Discussion on: Quick and Easy, Exactly-Once, Distributed Work Queues Using Serializable Transactions

View post

Replies for: Thanks a lot for spotting a light on this interesting topic! I have a few questions about scalability and indexes in this type of workflow. Maybe y...

I feel like I should start by saying that this scheme is especially well suited to tasks where the processing time is much larger than the time it takes to acquire the lease. Hopefully that contextualizes some of the scalability concerns you raise, as they are generally valid.

When performing a LIMIT 1 query here we'll always scan the primary index in its sorted order. As you pointed out, this will require going to at least one leaseholder and potentially many. Furthermore, it will get involved in contention. In the best case, concurrent requests to acquire will serialize in memory due to the SELECT FOR UPDATE read locks added in 20.1. The point of this design is not to optimize concurrent lease acquisition. We'll explore how to better optimize concurrency for a different set of assumptions below.
I was imagining that in the scenario with the FIFO, to make it efficient, we'd either add the ordering condition to the primary key or add a secondary index. Perhaps the best would be to add a partial secondary index (new feature in 20.1) over unclaimed items. That way you'd at least only need to go to one leaseholder rather than all of them.
We can split secondary index ranges so I don't think this is really a problem.
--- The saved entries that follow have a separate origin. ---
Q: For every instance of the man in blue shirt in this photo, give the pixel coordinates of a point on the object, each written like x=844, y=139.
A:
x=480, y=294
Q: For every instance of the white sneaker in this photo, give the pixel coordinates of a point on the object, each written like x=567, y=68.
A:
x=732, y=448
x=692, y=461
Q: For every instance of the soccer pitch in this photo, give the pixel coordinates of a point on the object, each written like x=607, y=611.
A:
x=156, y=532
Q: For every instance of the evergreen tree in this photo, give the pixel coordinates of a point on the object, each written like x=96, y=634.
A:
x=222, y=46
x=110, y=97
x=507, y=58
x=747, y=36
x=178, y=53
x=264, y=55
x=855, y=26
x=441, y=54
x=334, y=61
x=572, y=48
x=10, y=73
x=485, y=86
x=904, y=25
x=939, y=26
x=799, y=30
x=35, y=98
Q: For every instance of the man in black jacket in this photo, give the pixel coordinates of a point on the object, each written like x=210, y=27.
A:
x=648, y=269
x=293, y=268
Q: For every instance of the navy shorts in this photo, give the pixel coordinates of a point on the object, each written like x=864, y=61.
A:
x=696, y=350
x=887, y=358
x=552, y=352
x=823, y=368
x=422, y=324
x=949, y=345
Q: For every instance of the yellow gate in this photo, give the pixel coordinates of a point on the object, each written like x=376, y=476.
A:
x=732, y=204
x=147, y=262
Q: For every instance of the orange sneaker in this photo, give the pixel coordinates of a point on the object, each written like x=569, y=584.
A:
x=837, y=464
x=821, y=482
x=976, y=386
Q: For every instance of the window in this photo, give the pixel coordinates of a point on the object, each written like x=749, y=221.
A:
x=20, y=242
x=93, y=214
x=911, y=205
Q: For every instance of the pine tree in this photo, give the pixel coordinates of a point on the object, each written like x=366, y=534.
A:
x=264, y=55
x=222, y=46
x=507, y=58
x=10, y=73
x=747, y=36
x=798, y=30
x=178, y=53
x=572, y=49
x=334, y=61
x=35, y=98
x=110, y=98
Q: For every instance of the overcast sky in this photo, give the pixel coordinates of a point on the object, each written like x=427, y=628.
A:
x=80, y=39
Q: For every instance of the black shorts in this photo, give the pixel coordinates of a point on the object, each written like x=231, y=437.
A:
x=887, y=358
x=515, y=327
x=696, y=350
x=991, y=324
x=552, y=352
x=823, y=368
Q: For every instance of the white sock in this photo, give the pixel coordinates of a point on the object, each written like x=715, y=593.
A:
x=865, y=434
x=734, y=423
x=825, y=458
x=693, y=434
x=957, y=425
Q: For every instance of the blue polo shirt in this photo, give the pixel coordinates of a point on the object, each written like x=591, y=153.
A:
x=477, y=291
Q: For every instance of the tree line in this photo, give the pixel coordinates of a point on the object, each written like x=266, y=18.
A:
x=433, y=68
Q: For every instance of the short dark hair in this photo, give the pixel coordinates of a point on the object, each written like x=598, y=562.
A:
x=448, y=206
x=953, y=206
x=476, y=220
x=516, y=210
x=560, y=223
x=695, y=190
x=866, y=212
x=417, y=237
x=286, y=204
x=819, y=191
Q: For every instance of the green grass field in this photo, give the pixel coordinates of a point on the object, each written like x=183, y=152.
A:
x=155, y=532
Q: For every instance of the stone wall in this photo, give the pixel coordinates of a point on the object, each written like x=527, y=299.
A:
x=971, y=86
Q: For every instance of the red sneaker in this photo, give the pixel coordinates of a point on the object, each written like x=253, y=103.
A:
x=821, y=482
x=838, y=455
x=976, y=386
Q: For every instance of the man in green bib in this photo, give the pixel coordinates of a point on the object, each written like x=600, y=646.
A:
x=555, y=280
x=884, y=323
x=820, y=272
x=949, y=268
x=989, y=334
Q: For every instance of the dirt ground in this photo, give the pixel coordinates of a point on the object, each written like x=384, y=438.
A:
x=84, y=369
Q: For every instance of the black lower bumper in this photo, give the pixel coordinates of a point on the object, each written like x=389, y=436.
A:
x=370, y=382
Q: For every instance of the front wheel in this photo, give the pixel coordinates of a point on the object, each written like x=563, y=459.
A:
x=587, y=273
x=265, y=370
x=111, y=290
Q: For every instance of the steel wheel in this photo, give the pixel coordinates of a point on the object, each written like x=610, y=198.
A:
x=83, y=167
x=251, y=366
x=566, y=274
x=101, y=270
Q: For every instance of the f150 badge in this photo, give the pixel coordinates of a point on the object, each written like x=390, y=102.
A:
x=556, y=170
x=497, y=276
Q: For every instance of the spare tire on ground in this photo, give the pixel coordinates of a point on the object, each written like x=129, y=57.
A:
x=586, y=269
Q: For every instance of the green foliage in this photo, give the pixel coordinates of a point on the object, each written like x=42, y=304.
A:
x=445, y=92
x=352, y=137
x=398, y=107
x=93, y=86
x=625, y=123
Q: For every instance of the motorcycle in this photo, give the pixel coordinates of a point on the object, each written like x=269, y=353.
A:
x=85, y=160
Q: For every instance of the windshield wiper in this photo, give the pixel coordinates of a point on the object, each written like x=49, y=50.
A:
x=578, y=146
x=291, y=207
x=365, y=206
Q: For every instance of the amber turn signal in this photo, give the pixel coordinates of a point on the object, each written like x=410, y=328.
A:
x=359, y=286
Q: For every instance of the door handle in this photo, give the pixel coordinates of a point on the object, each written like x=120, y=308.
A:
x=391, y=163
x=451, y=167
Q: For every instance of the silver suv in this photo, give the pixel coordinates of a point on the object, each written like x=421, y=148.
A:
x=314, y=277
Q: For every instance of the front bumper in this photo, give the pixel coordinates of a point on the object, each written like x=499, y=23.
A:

It is the case that you'll be constantly contending to read and update that index which is likely to lead to serialization of concurrent requests. Fortunately the more pessimistic locking should lead to reasonable behavior here rather than the backoff retry loops that might have occurred in previous versions.

As I noted at the beginning, none of these scalability concerns really come up if the work being done for each task takes orders of magnitude longer than acquiring the lease. That was the envisioned use case for this article and I should have spelled that out more clearly. A different set of requirements would be for an event processing system that wants to process short events at high throughput. In that setting, any contention reading or processing events would be completely detrimental to scalability. It is also the case that in that world, one is likely to be willing to accept slightly different performance characteristics. In this set of requirements I'd encourage us to look towards other pub-sub systems like kafka. Kafka provides parallelism by statically sharding the topic. This means that each partition becomes a FIFO but the whole topic is no longer totally ordered. In the initial presentation of this article, we didn't have order, and so adding a level of coarse-grained locking above the work pool is easy to imagine and would help to avoid contention.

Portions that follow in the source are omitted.